- Directed by: Abdul Rashid Kardar
- Based on: Folklore of Heer Ranjha love story and the 18th century epic poem by Waris Shah
- Produced by: Hakeem Ram Parshad
- Starring: Anwari Begum Rafiq Ghaznavi M. Ismail Walait Begum Gul Hamid Lala Yaqoob Fazal Shah
- Music by: Rafiq Ghaznavi
- Production company: Playart Phototone
- Release date: 1932;
- Country: British India
- Language: Punjabi

= Heer Ranjha (1932 film) =

1932 film

Heer Ranjha is a 1932 Punjabi feature film, the first movie directed by A.R. Kardar, starring Anwari Begum and Rafiq Ghaznavi in the title roles.

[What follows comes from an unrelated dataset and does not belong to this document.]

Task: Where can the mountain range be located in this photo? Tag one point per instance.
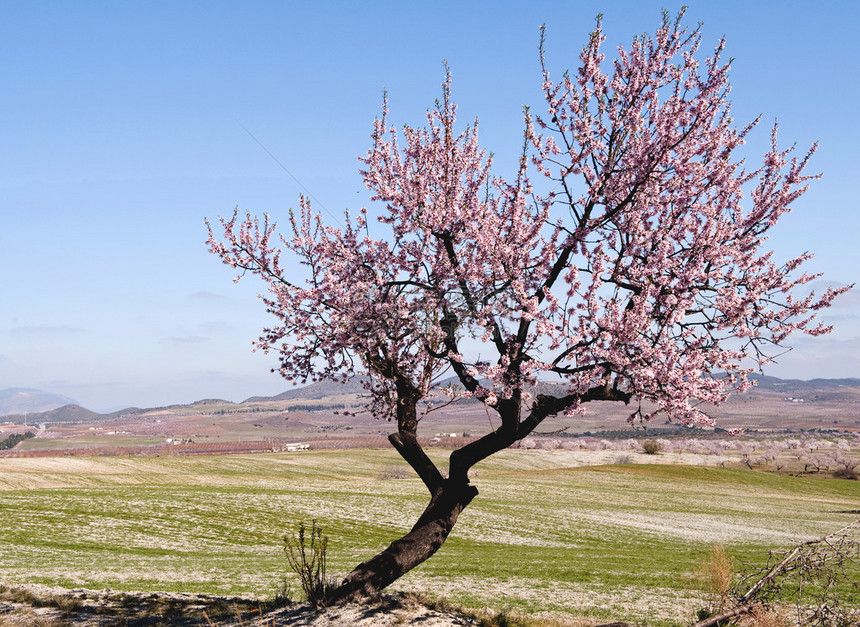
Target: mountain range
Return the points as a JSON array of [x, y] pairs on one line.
[[30, 401], [43, 407]]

It is based on the love story of Heer Ranjha and the 18th-century Punjabi Sufi poet Waris Shah's epic poem narrating their saga. Rafiq Ghaznavi also composed the music for the film.

== Production ==
Heer Ranjha was the first talkie to be created in Punjab; it was produced by Hakim Ram Prasad and the Playart Photophone Company (formerly known as United Players Corporation, founded by Kardar). The film was censored by the Punjab Board.